Feds raise rates today – how will that affect you?

Today the Feds announced just the second rate increase since 2008. The justification for the rate increase was that the economy continues to get stronger and move closer to the 2% inflation rate that the Federal Reserve considers a solid rate of inflation for a healthy economy.

Fed speak indicated that it is anticipated there will be 3 more rate increases in 2017. 

Federal funds rates do not directly affect mortgage rates but…

Federal funds rates are the rates that banks charge each other for short term loans they need to keep their reserves at a set level to ostensibly prevent another bank melt down.

The federal funds rate can directly affect the cost of housing, rates paid on credit cards, auto and other installment loans and student loan rates.

Mortgage rates are not directly tied to federal funds rates, but banks do find ways to pass on current and anticipated future costs to consumers. With the forecast that bank short term borrowing rates are likely to increase at least three times in the next year, banks are already looking at the losses they will be incurring on the hundreds of millions of 30 year fixed rate loans with rates at and below 4% that have been funded over the last 8 years; as well as losses they will sustain on new mortgages funded now before more rate increases kick in during the coming years. 

However, to put all this in perspective, the banks have been paying basically zero per cent over the last 8 years, while the lowest mortgage rates funded during that same time period was 3.5%. Not to mention that banks have been charging fifteen to twenty percent on credit card debt. This is why most banks are not hurting at all, and in fact have been more profitable than ever over the last several years since the recession ended. 
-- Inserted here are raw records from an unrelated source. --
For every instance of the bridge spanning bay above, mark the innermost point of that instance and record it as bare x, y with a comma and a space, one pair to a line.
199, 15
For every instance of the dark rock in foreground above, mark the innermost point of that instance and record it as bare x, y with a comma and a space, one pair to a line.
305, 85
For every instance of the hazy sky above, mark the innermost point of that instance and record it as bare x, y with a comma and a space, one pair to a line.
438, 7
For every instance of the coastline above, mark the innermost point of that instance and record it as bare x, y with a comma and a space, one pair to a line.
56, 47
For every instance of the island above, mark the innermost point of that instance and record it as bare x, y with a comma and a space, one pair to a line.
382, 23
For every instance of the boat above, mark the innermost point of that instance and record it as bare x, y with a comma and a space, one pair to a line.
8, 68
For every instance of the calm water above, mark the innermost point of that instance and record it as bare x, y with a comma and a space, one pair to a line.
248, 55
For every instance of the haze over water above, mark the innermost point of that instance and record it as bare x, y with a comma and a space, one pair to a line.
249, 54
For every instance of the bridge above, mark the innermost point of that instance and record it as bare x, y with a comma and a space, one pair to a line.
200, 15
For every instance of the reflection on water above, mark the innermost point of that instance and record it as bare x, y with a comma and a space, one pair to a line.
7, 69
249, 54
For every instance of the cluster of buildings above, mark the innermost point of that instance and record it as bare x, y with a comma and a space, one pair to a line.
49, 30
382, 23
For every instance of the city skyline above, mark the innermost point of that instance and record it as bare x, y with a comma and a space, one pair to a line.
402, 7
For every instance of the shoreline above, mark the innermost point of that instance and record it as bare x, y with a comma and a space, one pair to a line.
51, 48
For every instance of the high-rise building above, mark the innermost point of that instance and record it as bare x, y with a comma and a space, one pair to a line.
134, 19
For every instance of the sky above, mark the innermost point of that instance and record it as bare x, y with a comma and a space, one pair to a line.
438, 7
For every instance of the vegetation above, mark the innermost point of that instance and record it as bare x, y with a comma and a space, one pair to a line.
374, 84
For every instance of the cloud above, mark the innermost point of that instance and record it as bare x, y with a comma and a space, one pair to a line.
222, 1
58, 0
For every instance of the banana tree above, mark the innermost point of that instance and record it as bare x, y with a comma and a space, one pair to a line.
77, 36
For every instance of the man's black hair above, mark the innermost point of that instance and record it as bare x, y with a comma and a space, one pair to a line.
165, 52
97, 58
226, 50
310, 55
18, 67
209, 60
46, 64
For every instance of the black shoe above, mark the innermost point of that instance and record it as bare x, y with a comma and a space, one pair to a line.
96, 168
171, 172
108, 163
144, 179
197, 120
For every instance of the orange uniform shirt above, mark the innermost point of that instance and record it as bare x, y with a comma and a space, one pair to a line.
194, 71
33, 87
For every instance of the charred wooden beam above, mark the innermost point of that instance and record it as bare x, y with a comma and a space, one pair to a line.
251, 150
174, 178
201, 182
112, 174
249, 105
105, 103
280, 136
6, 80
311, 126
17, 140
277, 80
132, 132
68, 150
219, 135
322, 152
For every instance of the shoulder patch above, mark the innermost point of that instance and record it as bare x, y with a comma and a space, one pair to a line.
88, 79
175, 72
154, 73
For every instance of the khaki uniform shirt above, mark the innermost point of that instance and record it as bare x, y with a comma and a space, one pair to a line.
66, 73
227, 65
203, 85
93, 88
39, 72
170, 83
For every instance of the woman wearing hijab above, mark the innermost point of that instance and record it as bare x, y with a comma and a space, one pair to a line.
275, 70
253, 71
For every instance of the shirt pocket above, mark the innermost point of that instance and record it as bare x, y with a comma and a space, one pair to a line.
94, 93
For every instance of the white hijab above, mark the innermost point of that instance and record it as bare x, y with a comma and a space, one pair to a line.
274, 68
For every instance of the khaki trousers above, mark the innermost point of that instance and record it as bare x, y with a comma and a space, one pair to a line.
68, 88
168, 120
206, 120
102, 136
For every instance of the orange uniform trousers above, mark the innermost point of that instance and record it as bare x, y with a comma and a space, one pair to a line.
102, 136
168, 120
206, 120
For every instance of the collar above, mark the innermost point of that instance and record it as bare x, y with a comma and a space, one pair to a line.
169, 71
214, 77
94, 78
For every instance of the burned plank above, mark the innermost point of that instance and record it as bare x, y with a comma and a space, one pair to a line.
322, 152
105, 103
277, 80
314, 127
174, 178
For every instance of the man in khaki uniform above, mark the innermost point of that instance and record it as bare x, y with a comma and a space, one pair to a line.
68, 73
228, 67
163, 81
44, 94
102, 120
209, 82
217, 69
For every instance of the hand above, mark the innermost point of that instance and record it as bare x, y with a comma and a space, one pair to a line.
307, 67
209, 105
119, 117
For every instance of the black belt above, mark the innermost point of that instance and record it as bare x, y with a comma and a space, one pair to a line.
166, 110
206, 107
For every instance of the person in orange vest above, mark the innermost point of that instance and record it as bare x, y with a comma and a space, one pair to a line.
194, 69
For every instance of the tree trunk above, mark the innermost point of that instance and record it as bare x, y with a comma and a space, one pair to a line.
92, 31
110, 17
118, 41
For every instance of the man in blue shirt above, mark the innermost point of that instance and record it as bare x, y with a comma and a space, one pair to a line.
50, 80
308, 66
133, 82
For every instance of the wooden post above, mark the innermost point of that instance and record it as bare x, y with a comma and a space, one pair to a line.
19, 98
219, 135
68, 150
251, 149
As regard mortgages, as of today, the average rate for a 30 year fixed rate loan has risen to 4.3%, up from 3.5% available from many lenders to the most qualified buyers just a few weeks ago. 
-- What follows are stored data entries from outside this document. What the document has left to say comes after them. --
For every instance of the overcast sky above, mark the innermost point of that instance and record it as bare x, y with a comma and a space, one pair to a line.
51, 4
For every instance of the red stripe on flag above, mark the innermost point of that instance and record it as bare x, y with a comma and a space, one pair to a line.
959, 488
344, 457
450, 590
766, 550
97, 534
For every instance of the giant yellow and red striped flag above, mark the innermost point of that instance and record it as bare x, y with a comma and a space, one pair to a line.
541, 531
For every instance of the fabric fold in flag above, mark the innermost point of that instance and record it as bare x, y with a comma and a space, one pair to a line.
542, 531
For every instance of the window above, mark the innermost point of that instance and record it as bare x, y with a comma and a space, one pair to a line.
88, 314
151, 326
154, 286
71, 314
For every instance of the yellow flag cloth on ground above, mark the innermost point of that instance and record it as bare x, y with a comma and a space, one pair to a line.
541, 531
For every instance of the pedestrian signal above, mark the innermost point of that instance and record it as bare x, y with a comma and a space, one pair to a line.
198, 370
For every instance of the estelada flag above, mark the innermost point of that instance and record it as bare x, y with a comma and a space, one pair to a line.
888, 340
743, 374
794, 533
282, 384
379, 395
Still on the fence about buying a house? The forecast is that rates will continue to rise which will reduce buying power for most applicants. It is possible mortgage rates could rise as much as one per cent in 2017. If you’re currently home shopping, be sure to keep in touch with your lender AND keep your pre-approval up to date so you’re aware of how much you can afford at all times. 

Please like & share:

Seattle – Portland fastest rising home prices nationwide

sold - sale pending signsAccording to the S&P CoreLogic Case-Schiller home price index, Seattle and Portland are leading the country with the fastest rising home prices in the twenty major metropolitan areas they follow. Seattle has had year over year price increases of 11% annually through September 2016, while Portland follows right on Seattle’s heels at 10.9%. Remember, these are average prices and some neighborhoods within these metro areas have seen prices rise much more dramatically year over year. 
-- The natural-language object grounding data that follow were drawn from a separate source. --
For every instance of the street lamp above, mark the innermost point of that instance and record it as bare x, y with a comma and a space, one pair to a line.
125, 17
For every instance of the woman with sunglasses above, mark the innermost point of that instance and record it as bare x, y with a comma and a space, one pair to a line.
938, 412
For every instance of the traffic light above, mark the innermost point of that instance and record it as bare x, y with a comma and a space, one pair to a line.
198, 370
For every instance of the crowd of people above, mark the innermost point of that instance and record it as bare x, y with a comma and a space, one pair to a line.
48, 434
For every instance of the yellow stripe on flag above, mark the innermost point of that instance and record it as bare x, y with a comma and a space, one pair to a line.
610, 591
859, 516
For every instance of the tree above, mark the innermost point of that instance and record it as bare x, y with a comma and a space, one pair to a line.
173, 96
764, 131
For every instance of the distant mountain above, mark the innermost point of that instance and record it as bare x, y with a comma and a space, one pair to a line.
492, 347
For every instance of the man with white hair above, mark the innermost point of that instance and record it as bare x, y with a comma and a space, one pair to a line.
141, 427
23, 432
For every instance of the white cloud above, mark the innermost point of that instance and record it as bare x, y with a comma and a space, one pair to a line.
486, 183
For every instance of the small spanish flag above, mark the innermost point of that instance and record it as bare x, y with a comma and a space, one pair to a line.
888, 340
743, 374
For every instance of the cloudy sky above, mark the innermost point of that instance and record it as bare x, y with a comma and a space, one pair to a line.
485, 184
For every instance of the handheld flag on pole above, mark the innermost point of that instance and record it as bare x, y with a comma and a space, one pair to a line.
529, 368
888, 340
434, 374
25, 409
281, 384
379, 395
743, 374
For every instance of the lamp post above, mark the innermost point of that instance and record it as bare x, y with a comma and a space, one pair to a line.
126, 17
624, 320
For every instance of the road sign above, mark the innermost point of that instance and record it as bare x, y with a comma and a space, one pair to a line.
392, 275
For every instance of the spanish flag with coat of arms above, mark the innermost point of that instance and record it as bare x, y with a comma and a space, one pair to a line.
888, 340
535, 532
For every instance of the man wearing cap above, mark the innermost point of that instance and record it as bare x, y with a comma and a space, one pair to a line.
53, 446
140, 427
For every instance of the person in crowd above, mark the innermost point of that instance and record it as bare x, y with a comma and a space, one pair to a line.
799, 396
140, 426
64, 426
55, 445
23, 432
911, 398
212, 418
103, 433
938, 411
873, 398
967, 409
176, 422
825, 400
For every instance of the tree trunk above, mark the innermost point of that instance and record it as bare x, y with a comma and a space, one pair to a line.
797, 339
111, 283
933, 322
According to Professor Gerard Mildner at Portland State University’s Center for Real Estate, the issue is that developers are just not building enough housing to meet the demand. He added that here in the Portland metro area, “We’re building about 20 percent fewer housing units in the last three years as compared to the years between 1990 to 2007.” At the same time, our rate of growth as been explosive with as many as 150 new residents moving into Portland every single day! That number varies from report to report, but numbers I’ve seen range from as low as 112 daily to as high as 165 people migrating into Portland daily. 

Housing inventory has sat at or below 2 months (the time it would take to sell all listed homes based on current demand if there were no new listings) for the last few years, and demand is on the rise with recent rate increases. 

How much has demand risen?

Lockbox activity 12-4-2016

Just to give you some perspective on demand, check out the chart issued by RMLS that shows the amazing increase in number of home viewings the week ending December 4, 2016!

Since the election, rates have been rising at the fastest pace we’ve seen in years, so buyers are jumping off the fence and getting to work finding that new house. On average rates are up at least 1/2% in the couple weeks! 

 

 

 

Is Portland experiencing a housing bubble?

The general consensus is NO. 

First of all, the population and business influx that we are seeing in this decade did not exist prior to the housing collapse on 2007-2008. Sure we saw people moving to Portland from all over the country, but the jobs increases due to the movement of big industry creating satellite offices here is a relatively new phenomenon. 

We have not seen the wage increases that would support price increases continuing at the rate we’ve seen over the last 3-5 years (up 32.5% in the last 5 years), but the lending guidelines (assuming that they are not over-turned with the new administration) are so much more stringent that current home owners and buyers are not nearly as likely to default as they were during the recession. High risk banking and lending practices and loan products have all but disappeared. 

Home ownership remains an American dream

Most  people interviewed want to be home owners. There is stability in knowing what your housing payment will be from year to year (versus rapidly rising rents); and where else can you see as great a return on your investment as current home owners are seeing?

As mentioned above, until supply catches up to demand, housing prices in Portland will continue to rise. At least that is the forecast until at least 2020. To be sure, the rate of inflation in housing values will slow as supply catches up to demand. There could even be a 10% price reduction in the next 10 years, but if your home value has increased by 30% and more, that’s not devastating, especially if you know your housing payment will not increase.